Abstract:Behavioral experiments on the ultimatum game (UG) reveal that we humans prefer fair acts, which contradicts the prediction made in orthodox Economics. Existing explanations, however, are mostly attributed to exogenous factors within the imitation learning framework. Here, we adopt the reinforcement learning paradigm, where individuals make their moves aiming to maximize their accumulated rewards. Specifically, we apply Q-learning to UG, where each player is assigned two Q-tables to guide decisions for the roles of proposer and responder. In a two-player scenario, fairness emerges prominently when both experiences and future rewards are appreciated. In particular, the probability of successful deals increases with higher offers, which aligns with observations in behavioral experiments. Our mechanism analysis reveals that the system undergoes two phases, eventually stabilizing into fair or rational strategies. These results are robust when the rotating role assignment is replaced by a random or fixed manner, or the scenario is extended to a latticed population. Our findings thus conclude that the endogenous factor is sufficient to explain the emergence of fairness, exogenous factors are not needed.
Machine Learning,Disordered Systems and Neural Networks,Adaptation and Self-Organizing Systems,Physics and Society,Populations and Evolution
What problem does this paper attempt to address?
The core problem that this paper attempts to solve is to explain the fair behavior exhibited by humans in the Ultimatum Game (UG). Traditional economics assumes that people are completely rational and selfish. Therefore, it predicts that in the UG, the proposer will make the lowest possible offer to maximize his or her own gain, and the responder will accept any non - zero offer. However, the actual experimental results are contrary to this prediction, indicating that humans are more inclined to fair behavior.
### Specific Problems and Methods
1. **Contradiction between Traditional Economic Predictions and Experimental Results**:
- The traditional economic assumption (Homo economicus) holds that people are completely rational and self - interested. Therefore, in the UG, the proposer will make a very low offer, and the responder will accept any non - zero offer.
- However, a large number of behavioral experiments show that most offers are concentrated between 40% and 50% of the total amount, and offers below 20% are often rejected. This indicates that humans have a strong preference for fair behavior, challenging the predictions of traditional economics.
2. **Limitations of Existing Explanations**:
- Most of the existing explanations are attributed to exogenous factors (such as social structure, role assignment, noise, etc. in the imitation - learning framework), but these explanations do not fully reveal the role of internal motivation.
3. **Research Purposes**:
- This paper adopts the Reinforcement Learning (RL) paradigm to study the emergence mechanism of fair behavior, especially by simulating the decision - making process in the UG through the Q - learning algorithm.
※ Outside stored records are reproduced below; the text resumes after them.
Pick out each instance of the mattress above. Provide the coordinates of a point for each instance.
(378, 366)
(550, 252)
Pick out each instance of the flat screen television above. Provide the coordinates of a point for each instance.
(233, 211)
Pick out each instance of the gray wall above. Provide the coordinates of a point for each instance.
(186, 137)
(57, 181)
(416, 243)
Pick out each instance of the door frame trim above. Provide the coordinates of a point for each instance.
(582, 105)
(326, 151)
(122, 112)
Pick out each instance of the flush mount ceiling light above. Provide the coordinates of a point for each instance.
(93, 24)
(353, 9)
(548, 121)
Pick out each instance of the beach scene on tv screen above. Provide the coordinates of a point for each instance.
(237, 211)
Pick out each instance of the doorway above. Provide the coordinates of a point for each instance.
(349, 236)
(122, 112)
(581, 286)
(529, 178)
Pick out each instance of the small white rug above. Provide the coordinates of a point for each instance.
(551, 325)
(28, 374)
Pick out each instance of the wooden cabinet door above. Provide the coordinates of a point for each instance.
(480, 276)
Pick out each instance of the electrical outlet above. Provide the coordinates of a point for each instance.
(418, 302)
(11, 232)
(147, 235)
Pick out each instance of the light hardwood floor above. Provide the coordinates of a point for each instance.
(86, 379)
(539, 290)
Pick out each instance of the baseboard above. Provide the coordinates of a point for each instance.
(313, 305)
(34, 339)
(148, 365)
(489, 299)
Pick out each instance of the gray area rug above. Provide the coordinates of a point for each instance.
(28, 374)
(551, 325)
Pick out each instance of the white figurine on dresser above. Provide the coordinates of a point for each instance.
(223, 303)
- The research aims to explore whether the emergence of fair behavior can be explained by endogenous factors (i.e., an individual's own learning and decision - making mechanisms) without relying on exogenous factors.
### Main Findings
- **Application of Q - learning**:
- Each player has two Q - tables, which are used for the roles of proposer and responder respectively. Players continuously update their Q - tables to optimize their strategies in order to maximize cumulative rewards.
- **Emergence of Fair Behavior**:
- When individuals value historical experience and future returns (i.e., the learning rate α is small and the discount factor γ is large), fair behavior emerges significantly. Specifically, the probability of a successful transaction increases as the offer increases, which is consistent with the observations in behavioral experiments.
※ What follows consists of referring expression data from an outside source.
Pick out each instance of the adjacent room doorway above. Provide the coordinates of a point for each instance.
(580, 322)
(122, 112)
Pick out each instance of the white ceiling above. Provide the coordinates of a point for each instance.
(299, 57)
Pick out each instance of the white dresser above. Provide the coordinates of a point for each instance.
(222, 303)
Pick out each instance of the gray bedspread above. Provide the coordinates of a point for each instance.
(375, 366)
- **Two - stage Evolution Mechanism**:
- First stage: Individuals adjust their strategies to increase the probability of a successful transaction. Eventually, only three strategies (pm, qm), (pl, ql) and (pm, ql) survive.
- Second stage: The system undergoes a dominant conversion pattern (pm, ql) → (pl, ql) → (pm, qm), and finally stabilizes at the fair strategy (pm, qm) or the rational strategy (pl, ql).
### Conclusion
This research shows that endogenous factors (such as an individual's learning and decision - making mechanisms) are sufficient to explain the emergence of fair behavior without relying on exogenous factors. This finding provides a new perspective for understanding human fair behavior and emphasizes the potential of reinforcement learning in explaining complex social behaviors.